Donald Trump’s greatest strength is his ability to weather controversy and even double down on his chosen course of action. Take the assassination of Iranian General Soleimani as an example. The criticism over the unilateral move was fierce, but the President was resolute in his course and then, in response to the Iranian push-back, doubled down by threatening to bomb Iranian cultural sites. Ironically, the storm has mostly blown over; the focus has now shifted to Iran’s downing of Ukrainian International Airlines Flight 752. While the criticism of Iran, in this case, is entirely justified, Trump’s role in the escalation leading up the incident has gone by the wayside. John Gotti, the infamous 20th-century gangster, once earned the moniker ‘the Teflon Don’ because of his ability to avoid prosecution after being acquitted in three high-profile trials. Donald Trump is almost certainly more deserving of the nickname, because no criticism, however damning, seems to undermine his position.
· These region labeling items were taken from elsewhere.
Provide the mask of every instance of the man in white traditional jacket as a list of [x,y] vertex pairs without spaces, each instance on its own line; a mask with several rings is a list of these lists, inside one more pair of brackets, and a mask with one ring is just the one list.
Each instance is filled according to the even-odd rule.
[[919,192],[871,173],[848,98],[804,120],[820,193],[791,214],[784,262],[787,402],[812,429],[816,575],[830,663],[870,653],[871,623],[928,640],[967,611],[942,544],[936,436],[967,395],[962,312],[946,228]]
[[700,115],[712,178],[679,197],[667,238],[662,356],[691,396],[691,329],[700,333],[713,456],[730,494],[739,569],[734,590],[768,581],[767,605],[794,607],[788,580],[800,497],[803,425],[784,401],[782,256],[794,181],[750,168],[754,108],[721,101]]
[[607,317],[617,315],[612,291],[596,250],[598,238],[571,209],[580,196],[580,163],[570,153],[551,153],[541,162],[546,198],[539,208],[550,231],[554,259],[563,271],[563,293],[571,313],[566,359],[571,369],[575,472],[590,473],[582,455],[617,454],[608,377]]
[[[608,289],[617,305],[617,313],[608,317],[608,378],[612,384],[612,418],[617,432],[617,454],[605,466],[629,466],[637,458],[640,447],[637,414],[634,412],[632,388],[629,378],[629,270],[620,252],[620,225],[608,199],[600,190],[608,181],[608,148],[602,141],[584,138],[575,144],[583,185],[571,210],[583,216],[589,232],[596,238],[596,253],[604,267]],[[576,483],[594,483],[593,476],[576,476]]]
If this latest incident proves anything, it's that each attempt to check his power only makes him stronger.
Bottom line: Last Wednesday, US ADP Non-farm Employment data markedly beat expectations, and the previous month's reading was also revised higher. The hope was that this would translate into a strong Change in Non-Farm Payroll stat on Friday, but unfortunately, that wasn’t the case. Instead, the crucial figure came out at 145k, which is just about enough to keep up with the pace of population growth. Average Hourly Earnings also underwhelmed, but it is worth bearing in mind that these are monthly readings which are prone to volatility and subsequent vision. Now that the Iranian crisis is seemingly behind us, the path is again clear for markets to make some positive forward progress. We’re just waiting for it to materialise before the next incident obstructs progress, once again.
This morning, Sterling dipped below the 1.30 mark against the Greenback for the first time in 2020 as more members of the Bank of England hinted at a potential interest rate cut in the coming months. Sterling’s trade-weighted Index has fallen below the 50-day moving average in what could be a sign of further weakness to come. UK GDP and manufacturing data disappointed this morning, contributing to further losses for the Pound.
In contrast to the Pound’s Index, the Euro trade-weighted Index has jumped above its 50-day moving average as improved global conditions have eased concerns for the outlook in the bloc. An improvement in sentiment will continue to benefit the common currency as investors pull out of the safe-haven Dollar.
The Euro is trading higher against the Greenback after pulling through the 1.11 mark late on Friday. Optimism has stemmed from the impending sign-off of the US-China phase one trade deal. Weaker jobs data also contributed to a broad pullback in the Dollar Index on Friday. The direction of the currency pair this week will hinge on a slew of data releases to come from both regions.